In the days to come, hundreds of officers, the majority of them uniformed, would be out on the streets doing the legwork; following up on every single lead, however flimsy, because it was important.
Because a break in the case could come from anywhere.
Tanner saw the look on Thorne’s face as he continued the struggle to release his sandwich and decided to remind him anyway.
‘Dennis Nilsen was only caught because one of his neighbours called in a plumber when the drains started to smell.’
‘I know,’ Thorne said. ‘The only time in history an extortionate call-out charge turned out to be worth it.’
‘Son of Sam was caught because a woman spotted a man hanging around in the middle of the night, near a place where the police had been handing out parking tickets.’
Thorne sighed in satisfaction, having finally managed to get his sandwich out.
He brandished it at Tanner. ‘I know what you’re saying, I know any snippet could turn out to be vital, but even so .

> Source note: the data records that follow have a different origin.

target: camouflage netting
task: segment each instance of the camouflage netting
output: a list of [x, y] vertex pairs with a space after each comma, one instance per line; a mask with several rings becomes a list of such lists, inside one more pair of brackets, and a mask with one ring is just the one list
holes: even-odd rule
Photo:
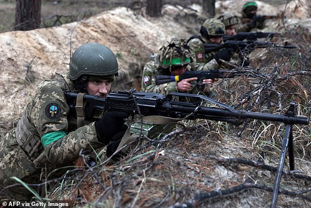
[[[239, 1], [234, 6], [245, 1]], [[259, 3], [259, 6], [263, 5]], [[271, 11], [272, 6], [264, 6]], [[295, 25], [291, 25], [294, 21]], [[311, 32], [297, 22], [297, 19], [286, 22], [284, 28], [280, 19], [270, 25], [274, 27], [271, 31], [282, 33], [273, 41], [293, 44], [297, 49], [256, 49], [250, 55], [251, 65], [233, 69], [245, 71], [245, 76], [215, 83], [214, 91], [218, 92], [215, 97], [237, 110], [275, 114], [285, 114], [290, 102], [296, 101], [299, 103], [298, 114], [310, 118]], [[145, 45], [149, 47], [151, 42]], [[140, 138], [138, 145], [133, 144], [130, 151], [117, 162], [103, 157], [100, 164], [90, 168], [85, 161], [77, 161], [77, 168], [64, 176], [63, 180], [60, 178], [47, 197], [109, 208], [267, 207], [270, 204], [284, 135], [283, 124], [250, 120], [234, 126], [197, 120], [184, 120], [179, 126], [160, 140]], [[289, 171], [286, 157], [277, 204], [280, 207], [311, 206], [311, 127], [294, 126], [297, 171]]]

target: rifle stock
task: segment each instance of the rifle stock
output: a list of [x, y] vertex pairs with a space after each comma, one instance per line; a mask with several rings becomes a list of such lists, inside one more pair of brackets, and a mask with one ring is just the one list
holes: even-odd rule
[[247, 49], [253, 50], [256, 48], [296, 48], [292, 45], [278, 45], [272, 42], [257, 41], [255, 40], [247, 40], [242, 41], [239, 40], [227, 40], [223, 44], [216, 43], [204, 43], [205, 53], [208, 53], [212, 51], [216, 51], [222, 48], [230, 48], [235, 50], [243, 51]]

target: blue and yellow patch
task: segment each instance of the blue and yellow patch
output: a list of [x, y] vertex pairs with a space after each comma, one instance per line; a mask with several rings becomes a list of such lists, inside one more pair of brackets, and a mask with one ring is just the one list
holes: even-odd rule
[[60, 107], [56, 103], [49, 103], [45, 108], [45, 114], [50, 119], [58, 118], [60, 116], [61, 112]]

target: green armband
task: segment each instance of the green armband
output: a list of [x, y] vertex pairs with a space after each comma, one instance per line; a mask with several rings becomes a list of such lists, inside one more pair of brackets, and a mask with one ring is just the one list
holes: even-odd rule
[[57, 141], [66, 135], [67, 135], [67, 133], [63, 130], [54, 131], [45, 134], [41, 137], [41, 143], [43, 145], [43, 148], [45, 148], [45, 147], [49, 144]]

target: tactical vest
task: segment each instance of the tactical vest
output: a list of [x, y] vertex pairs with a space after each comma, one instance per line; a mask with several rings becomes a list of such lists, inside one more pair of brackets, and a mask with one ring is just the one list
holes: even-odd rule
[[205, 41], [204, 40], [203, 40], [203, 39], [200, 36], [200, 35], [192, 35], [192, 36], [189, 37], [188, 40], [187, 40], [187, 44], [188, 44], [188, 43], [189, 43], [189, 41], [191, 40], [192, 39], [194, 39], [194, 38], [199, 39], [200, 40], [202, 41], [202, 42], [203, 43], [205, 43]]
[[[56, 80], [62, 86], [63, 90], [70, 89], [65, 79], [58, 74]], [[28, 108], [27, 106], [26, 109]], [[37, 129], [30, 122], [25, 110], [18, 121], [15, 130], [16, 140], [31, 161], [33, 161], [43, 151], [44, 148]]]

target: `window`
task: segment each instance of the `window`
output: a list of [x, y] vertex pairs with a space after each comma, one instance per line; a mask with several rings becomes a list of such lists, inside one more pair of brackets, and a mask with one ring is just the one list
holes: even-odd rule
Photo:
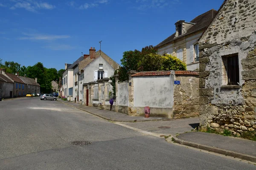
[[238, 54], [222, 57], [222, 85], [239, 85]]
[[102, 79], [103, 77], [103, 75], [104, 74], [104, 71], [98, 71], [98, 79]]
[[199, 46], [198, 44], [195, 45], [195, 61], [199, 61]]
[[103, 64], [99, 64], [99, 70], [103, 70]]
[[177, 51], [177, 58], [183, 61], [183, 50], [182, 49], [180, 49]]
[[178, 31], [179, 33], [179, 36], [181, 35], [182, 33], [182, 25], [180, 24], [178, 26]]

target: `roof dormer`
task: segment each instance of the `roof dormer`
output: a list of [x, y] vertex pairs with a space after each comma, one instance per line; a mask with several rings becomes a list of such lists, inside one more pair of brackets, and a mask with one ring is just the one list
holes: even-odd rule
[[179, 20], [175, 23], [176, 34], [175, 37], [177, 37], [186, 33], [187, 31], [193, 25], [194, 23], [185, 22], [184, 20]]

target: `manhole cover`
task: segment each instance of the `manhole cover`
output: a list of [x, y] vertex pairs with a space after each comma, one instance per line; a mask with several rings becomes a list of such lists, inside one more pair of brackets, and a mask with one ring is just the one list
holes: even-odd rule
[[75, 144], [75, 145], [87, 145], [92, 143], [91, 142], [88, 141], [75, 141], [71, 142], [71, 144]]
[[158, 128], [160, 129], [169, 129], [171, 128], [171, 127], [169, 126], [160, 126], [158, 127]]

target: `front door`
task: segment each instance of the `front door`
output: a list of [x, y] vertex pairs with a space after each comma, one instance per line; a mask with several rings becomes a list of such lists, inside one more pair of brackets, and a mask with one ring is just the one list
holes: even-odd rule
[[86, 89], [86, 105], [89, 105], [89, 89]]

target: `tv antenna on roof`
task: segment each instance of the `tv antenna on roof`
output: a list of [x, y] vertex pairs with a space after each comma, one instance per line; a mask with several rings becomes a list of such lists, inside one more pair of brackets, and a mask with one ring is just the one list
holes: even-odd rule
[[102, 40], [99, 43], [99, 55], [100, 55], [100, 53], [101, 53], [101, 42], [102, 41]]

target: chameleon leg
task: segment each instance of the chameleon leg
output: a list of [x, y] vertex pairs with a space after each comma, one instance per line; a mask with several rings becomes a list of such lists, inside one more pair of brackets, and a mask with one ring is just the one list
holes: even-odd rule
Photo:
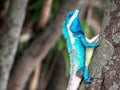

. . if the man we’re after turns out to be the owner of a distinctive-looking Schnauzer, I’ll give you a hundred pounds. ’
There was no let-up for the rest of the day, as people who had only just seen the e-fit in their newspapers or on the afternoon news called in with information. The time didn’t pass quite as quickly as it had in the morning, but Thorne kept his head down and did what was required of him.
He understood why Brigstocke’s optimism had been so cautious.
Without some kind of break, via the conversations with Emily Mead or as a result of information provided by the public, they had nothing.
They had a reasonable description of the killer, they knew his online alias and – if those prints lifted from the park turned out to be his – they knew what size boot he wore.
It was nowhere near enough.
It was not evidence.
So Thorne saw out the day with as much hope and enthusiasm as he could muster, thinking about Catherine Holloway, Asim Hussain and Kazia Bobak.
About the ex-copper run down in Stoke Newington who, until he learned otherwise, was another innocent victim of the man Thorne wanted to catch as badly as any killer he had ever hunted.
Preventing all offences against people .
That was part of the oath he had sworn many years before.
All that said, Thorne was still thinking about home – about beer and bed – when Dave Holland came marching across the room, clutching a sheet of paper as if it was a winning lottery ticket.
‘Who’s a clever boy, then?’
‘What?’
Tanner was moving across to join them as Holland slapped the piece of paper down in front of Thorne and pointed to the key information. ‘Those fag ends you thought we should collect from Hendon Park? They ran all the DNA and we got a hit.’
‘Right.’ Thorne was trying not to get over-excited.
The cigarette end that had provided the DNA match could just as easily have been discarded by someone who’d been nicked for drink driving or once been done for shoplifting.
Then he looked at Tanner, who had already read the first few lines of the report and begun to grin.
‘A big, fat, fucking hit,’ Holland said.